Lavrov menambahkan bahwa pernyataan negara-negara Barat, yang terus memasok senjata ke Kiev dan menolak mengumumkan gencatan senjata, telah menunjukkan bahwa mereka tidak ingin benar-benar menyelesaikan konflik Ukraina.
Dia juga memperingatkan bahwa jika bagian Rusia dalam Kesepakatan Laut Hitam, atau yang dikenal dengan Black Sea Grain Initiative, tidak dilaksanakan maka Moskow akan mempertimbangkan untuk mengubah pendiriannya dan melanjutkan ekspor biji-bijian melalui Turki dan Qatar.
"Kami terpaksa sedikit melakukan eskalasi dan memperpanjang inisiatif ekspor biji-bijian selama 60 hari. Jika tidak ada kemajuan lebih lanjut, kami akan berpikir ulang," kata Lavrov.
Kesepakatan Laut Hitam ditandatangani PBB, Turki, Rusia, dan Ukraina di Istanbul, Turki, pada 22 Juli 2022. Perjanjian itu menciptakan prosedur untuk melanjutkan ekspor biji-bijian dari tiga pelabuhan Laut Hitam Ukraina dengan aman guna mengatasi krisis pangan global.

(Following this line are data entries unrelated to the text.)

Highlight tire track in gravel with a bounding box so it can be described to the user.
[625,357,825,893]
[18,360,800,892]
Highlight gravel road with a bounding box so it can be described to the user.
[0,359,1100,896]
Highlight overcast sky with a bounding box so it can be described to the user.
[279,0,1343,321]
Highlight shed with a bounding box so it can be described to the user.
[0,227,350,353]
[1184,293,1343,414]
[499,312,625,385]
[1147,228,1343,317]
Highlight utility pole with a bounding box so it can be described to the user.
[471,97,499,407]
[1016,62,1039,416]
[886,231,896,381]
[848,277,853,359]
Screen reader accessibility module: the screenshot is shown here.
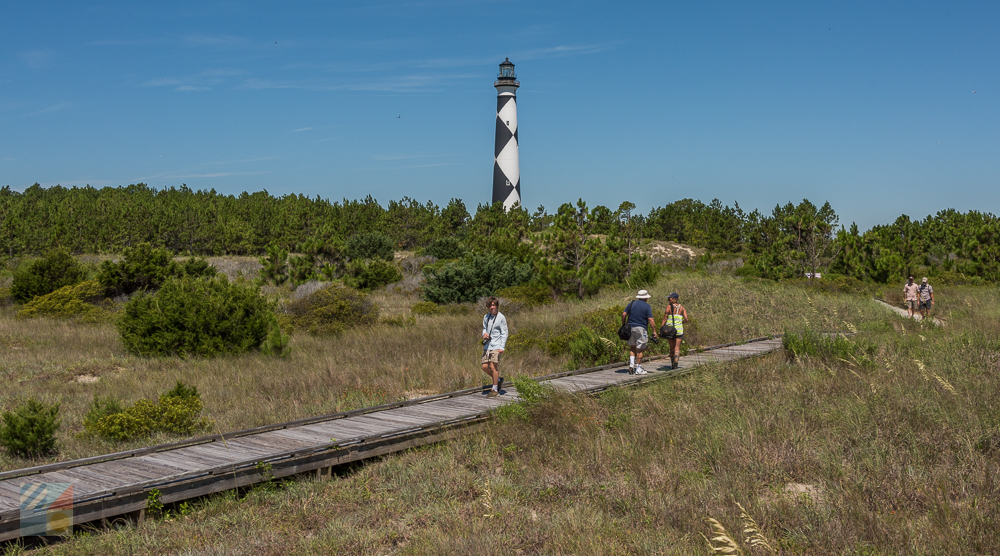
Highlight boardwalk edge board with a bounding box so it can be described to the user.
[0,336,781,541]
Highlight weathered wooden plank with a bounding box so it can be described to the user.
[269,429,331,444]
[141,452,213,471]
[384,402,474,421]
[99,456,184,480]
[18,470,104,500]
[231,435,316,454]
[60,467,130,490]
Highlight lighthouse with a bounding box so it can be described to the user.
[493,58,521,211]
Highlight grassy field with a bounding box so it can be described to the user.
[0,273,1000,555]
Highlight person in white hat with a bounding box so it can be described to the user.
[622,290,656,375]
[917,276,934,318]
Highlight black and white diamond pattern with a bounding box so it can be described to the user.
[493,91,521,210]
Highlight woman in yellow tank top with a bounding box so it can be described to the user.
[663,293,690,369]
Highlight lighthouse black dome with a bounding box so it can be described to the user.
[497,58,517,81]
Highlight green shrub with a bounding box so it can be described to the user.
[493,376,553,423]
[344,259,403,292]
[10,250,86,303]
[160,380,201,400]
[157,396,207,434]
[781,328,878,367]
[260,243,288,286]
[83,381,208,441]
[118,275,275,357]
[410,301,445,315]
[83,396,125,431]
[507,307,668,369]
[421,236,465,259]
[17,280,104,318]
[347,233,395,261]
[284,283,379,334]
[382,315,417,326]
[423,253,533,304]
[569,327,623,369]
[628,261,663,289]
[494,286,553,307]
[260,322,292,357]
[97,243,216,297]
[0,398,59,458]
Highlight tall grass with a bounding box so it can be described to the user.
[0,275,1000,555]
[0,273,882,470]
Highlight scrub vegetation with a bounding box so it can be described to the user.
[0,271,1000,554]
[0,190,1000,555]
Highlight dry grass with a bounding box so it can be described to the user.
[0,274,877,470]
[0,274,1000,555]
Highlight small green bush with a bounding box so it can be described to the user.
[0,398,59,458]
[344,259,403,292]
[628,261,663,289]
[410,301,445,315]
[10,250,86,303]
[284,283,379,334]
[17,280,104,318]
[157,396,207,434]
[423,253,533,304]
[347,233,395,261]
[83,381,208,441]
[83,396,125,431]
[507,307,664,369]
[494,286,553,308]
[781,328,879,367]
[118,275,276,357]
[97,243,216,297]
[260,322,292,357]
[382,315,417,326]
[260,243,288,286]
[421,236,465,259]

Ekspor hasil pertanian Ukraina dan Rusia sempat terhenti sementara setelah perang Rusia di Ukraina pada Februari 2022.
Inisiatif itu diperpanjang selama 120 hari pada November 2022, dan tambahan 60 hari pada Maret.
Sumber: Anadolu
Baca juga: Presiden Rusia dan Belarus berkomitmen perkuat integrasi
Baca juga: Lavrov: Rusia dan AS ada di fase perang yang memanas
Baca juga: Putin sebut hubungan Rusia-AS dalam kondisi "krisis yang serius"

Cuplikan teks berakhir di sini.